It’s hard being a parent.
It’s even harder to parent.
But one of my greatest challenges, has been co-parenting.
Trying to do good by our son, while working with his dad to be a united front. If only it were as simple as writing that sentence.
In the beginning it was hard to not get lost in the stories, the emotions and overwhelming sense of loss.
What will never be…
Feelings of failure and doubt.
How to be a single parent? How to juggle the multitude of things on a daily basis?
So many questions, that had no immediate answers.
The fear of what negative impact this will have on our son. Ruminating thoughts of how we’re scarring our son.

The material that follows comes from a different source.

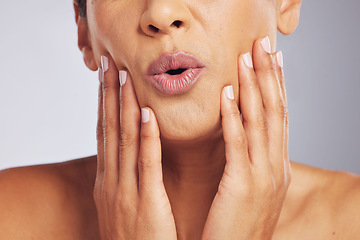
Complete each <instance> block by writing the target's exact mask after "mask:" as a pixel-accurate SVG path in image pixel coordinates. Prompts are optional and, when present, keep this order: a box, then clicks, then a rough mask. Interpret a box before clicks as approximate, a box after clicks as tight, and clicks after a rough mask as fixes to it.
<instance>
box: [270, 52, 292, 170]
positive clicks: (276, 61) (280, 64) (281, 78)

Worrying how he will adapt (or not adapt) while moving between households.
In the beginning, I wasn’t sure if we were going to make it through with any semlance of a healthy co-parenting relationship.
I grieve, while trying to build a new family. A new normal. And my normal, is not his dad’s normal.
We have extremely different parenting styles and in an effort to balance, I swing the pendulum far to the other side. I become the disciplinary, where school work got done and nutrition and sleep are prioritized. I explain my reasons for implementing these things, but regardless, our son is not happy with my decisions. My home quickly becomes the “less fun” place to be.

Most days I found myself frustrated and anxious.
I try to control his dad’s space by organizing activities and pleading with him to change his ways. This yields more distress, but it doesn’t stop me from trying, over and over and over again.
The struggle is exhausting and with no change in sight, I feel defeated.
The transition days are hard for our son. The contrast is great and he’s often angry when he returns to my home and back to routine. I remind him, I love him and that my job as a parent is to care for and guide him. That means, sometimes making tough decisions.
“Sometimes it’s really hard being a parent.“
My incessant worrying continues…
But then something happens.
In a moment of vulnerability, his dad connects with me. He is going through a personal health crisis and reaches out as a friend, for help. He is uncertain what to do or where to go.
And in that moment, I see him.
I see him as a human with flaws, with shortcomings, with his own lessons to learn. I see him as a person with a history rich with experiences that have helped shape who he is today.
I see a man I was once in love with, who is the father to our amazing son. A man who loves his son and believes he is doing the best he can for him.
I no longer see him as the enemy, but as a person with his own struggles. A person who is not perfect and continues to evolve.
And I feel for him.
This is the place from which everything changed. The place where we began to build a relationship that has helped our son grow into the amazing boy he is today.